I once started a short-lived online journal to kind of vent on the trials and tribulations of being a newbie to the mother-hood.
I like looking back at those old posts now and then just to remind myself that I survived the earlier years, which means I’ll most likely survive the tween and teen years….and believe me, sometimes I need that reminder desperately.
Pre-kids I was a traveler. I lived out of my suitcase for more years than I care to remember as I accepted contract after contract to model abroad. I worked in what I considered a triangle of Europe-the States-Asia. From what was then my home base of Portland, Oregon I would travel to Miami for the winter, then over to Milan until the end of spring, and then head to Seoul, Tokyo, Osaka, Taipei, or Hong Kong. Rinse and repeat.
This lifestyle fit my gypsy soul to a T. It wasn’t until I had kids that I took root….but I’d be lying if I said that I didn’t (still) miss life on the road. Some days more than others.
I had to laugh when I read the post I’m about to share with you below….I’m pretty sure all of us moms, and sometimes dads, have felt this way at one time or another….but that bond with our little heathens is a strong one, isn’t it? …and thank God for that!
I Almost Ran Away Today.
Today was one of those days in parenting history that had me salivating profusely over the thought of buying a one way ticket to Kuala Lumpur and never looking back. Anyone who knows me, knows that I’ve had one hell of a roller coaster ride with the boy.
I won’t go into detail, because I just don’t want to put out into the Universe too much of what we’ve overcome with this child, but suffice it to say that the fact that I am not locked up in a padded cell rocking myself in a corner in a puddle of my own saliva is pretty awesome.
So yeah, that…that’s why on days like today, some of the PTSD that I developed from countless years of getting my boy healthy and well comes raging back like a bison on steroids. Crazy thing is that it wasn’t even the boy that set me off today. It was the girl! The easy one! The one who all of the teachers love and adore! The polite, sweet, articulate, little princess!!
Today she became WICKED, and I mean green and with a cape and tights on…broomstick too. This little butterfly of mine has as of late begun to test her boundaries with yours truly in way that I would’ve never dared to do with my own mom.
I grew up with the fear of my mom’s shoe getting thrown at my head, or the wooden spoon upon my bum. Oldschool Cuban parenting at its finest. My child has no idea what life in fear of la chancla is like…and now I am starting to think she may need to spend some time this summer at Camp Abuelita.
My girl is 6….and today she turned into a hybrid of a 2 year old and 13 year old going through puberty. At a local carnival, and in front of her friends and their moms she decided to storm off with arms folded tightly across her chest because the hula hoop contest “did not have the right kind of hula hoops and that is so not fair and I am so mad and I hate this”.
She stormed around the playground until she decided to come undone on her knees and start wailing…you’d think someone had stolen her puppy.

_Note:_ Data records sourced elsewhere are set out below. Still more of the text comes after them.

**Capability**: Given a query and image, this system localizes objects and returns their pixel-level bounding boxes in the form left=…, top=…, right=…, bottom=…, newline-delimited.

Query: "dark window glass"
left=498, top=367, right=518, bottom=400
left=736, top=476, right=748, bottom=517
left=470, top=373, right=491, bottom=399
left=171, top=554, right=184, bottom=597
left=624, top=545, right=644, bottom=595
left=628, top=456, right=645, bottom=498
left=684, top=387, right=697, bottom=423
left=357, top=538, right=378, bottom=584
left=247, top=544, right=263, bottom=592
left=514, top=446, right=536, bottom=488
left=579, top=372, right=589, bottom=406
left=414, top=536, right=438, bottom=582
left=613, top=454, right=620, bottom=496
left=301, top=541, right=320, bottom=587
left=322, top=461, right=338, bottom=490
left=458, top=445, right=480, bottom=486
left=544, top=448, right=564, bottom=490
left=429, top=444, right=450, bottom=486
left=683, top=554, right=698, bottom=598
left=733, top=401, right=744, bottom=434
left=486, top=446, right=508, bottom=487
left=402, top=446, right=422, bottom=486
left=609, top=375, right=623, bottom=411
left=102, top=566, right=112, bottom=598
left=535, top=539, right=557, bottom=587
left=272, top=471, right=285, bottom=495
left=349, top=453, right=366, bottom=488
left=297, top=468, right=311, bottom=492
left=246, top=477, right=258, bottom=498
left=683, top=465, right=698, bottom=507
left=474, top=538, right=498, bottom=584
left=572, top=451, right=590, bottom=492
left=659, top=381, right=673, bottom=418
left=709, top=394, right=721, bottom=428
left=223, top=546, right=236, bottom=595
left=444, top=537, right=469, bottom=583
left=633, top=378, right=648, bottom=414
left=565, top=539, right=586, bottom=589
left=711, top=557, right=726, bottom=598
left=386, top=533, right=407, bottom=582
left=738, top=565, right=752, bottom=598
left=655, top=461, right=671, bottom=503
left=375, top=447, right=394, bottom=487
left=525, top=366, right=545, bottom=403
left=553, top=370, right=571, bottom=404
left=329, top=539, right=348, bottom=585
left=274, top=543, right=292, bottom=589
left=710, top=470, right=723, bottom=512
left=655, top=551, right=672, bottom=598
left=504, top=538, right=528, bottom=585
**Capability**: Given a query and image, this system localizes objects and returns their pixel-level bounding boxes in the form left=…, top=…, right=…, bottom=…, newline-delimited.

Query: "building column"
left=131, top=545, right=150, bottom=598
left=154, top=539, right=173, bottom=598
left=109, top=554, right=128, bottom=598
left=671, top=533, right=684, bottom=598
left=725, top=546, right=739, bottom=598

So I walked over to her and grabbed her hand…that was that, we were in no way going to stay and commenced to walk her to the car. When she realized that we were leaving she grabbed onto the nearest handrail and started crying even louder at which point I had to lift her, and carry her away to the car.
Holding a rabid raccoon and a dozen jellyfish would’ve been easier and more pleasant of an experience. Trust.
By the time I got to the car my lower back was wrenched and my blood had all but evaporated from boiling so much. I am not some doormat mom, so this totally caught me off guard…like I said, this is my easy kid.
By the time we got home she was fine and singing. Me, not so much. I placed her in her room and took all of my haywire stressballness and poured it into purging several closets of old clothes and toys…and that’s when I saw it….my old travel backpack….sitting way up high in the closet just staring at me forlornly as if asking why I had forsaken it for a life of snot, tantrums, bad attitudes and whining…..and I stood there for a second fantasizing about packing a beach towel and a bikini and running away.
…but then the girl walked out of her room with a picture she had drawn and a note saying sorry and my heart and mind climbed back out of the backpack and into my body. I was still pissed at the kid, but I’d be sticking around….maybe I’ll just go to Vegas for a girls’ weekend one of these days instead.